Kafkas Dernekleri Federasyonu Genel Başkanı Yaşar Aslankayanın konuşmasında asıl alfabe terk edilerek Latin harfleriyle yazılmış Çerkezce alfabe kullanılmak istenmesi yönündeki endişesini dile getirdiğini anımsatan Arınç, bu endişeye katılmamanın mümkün olmadığını vurguladı.
Bir dili aslıyla öğrenmek gerektiğine dikkati çeken Arınç, "Bu konuda Milli Eğitim Bakanlığımızla elbette görüşürüm, ne yapılmak istendiğini anlarım ancak seçmeli derslerin hangi dönemde konulduğunu, bütün lisanların öğrenilmesi için hangi demokratikleşme paketi içinde anayasa ve yasa değişiklikleri yaptığımızı herhalde hatırlayacaksınız" dedi.
Arınç, sözlerini şöyle tamamladı: "Lisan, aynen insandır. Bir lisan, bir insandır. Dolayısıyla insanlarımızın, kültürümüzün temel unsurlarından biri dilimizi öğrenmektir.

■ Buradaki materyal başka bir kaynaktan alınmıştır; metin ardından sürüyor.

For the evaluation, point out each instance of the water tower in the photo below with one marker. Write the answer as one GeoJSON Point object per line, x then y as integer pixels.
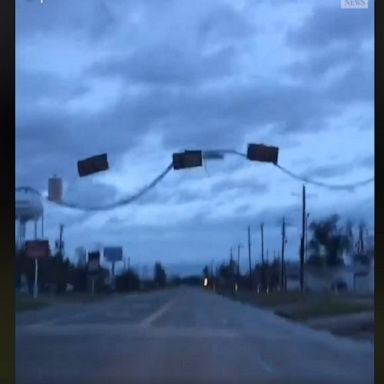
{"type": "Point", "coordinates": [29, 207]}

Ana dilimizin öğrenilmesinden daha tabii bir şey olamaz. Bunun için kurslardan, seçmeli derslerden, başka imkanlardan da istifade etmek gerekir. Artık mazeret arayan, mazeret bulamaz. Türkiye'de öğrenmek isteyen, öğrenebilmesi için bütün imkanların hazır olduğunu bilecek ve görecektir." Konuşmanın ardından program, geleneksel Çerkez dans gösterileriyle devam etti.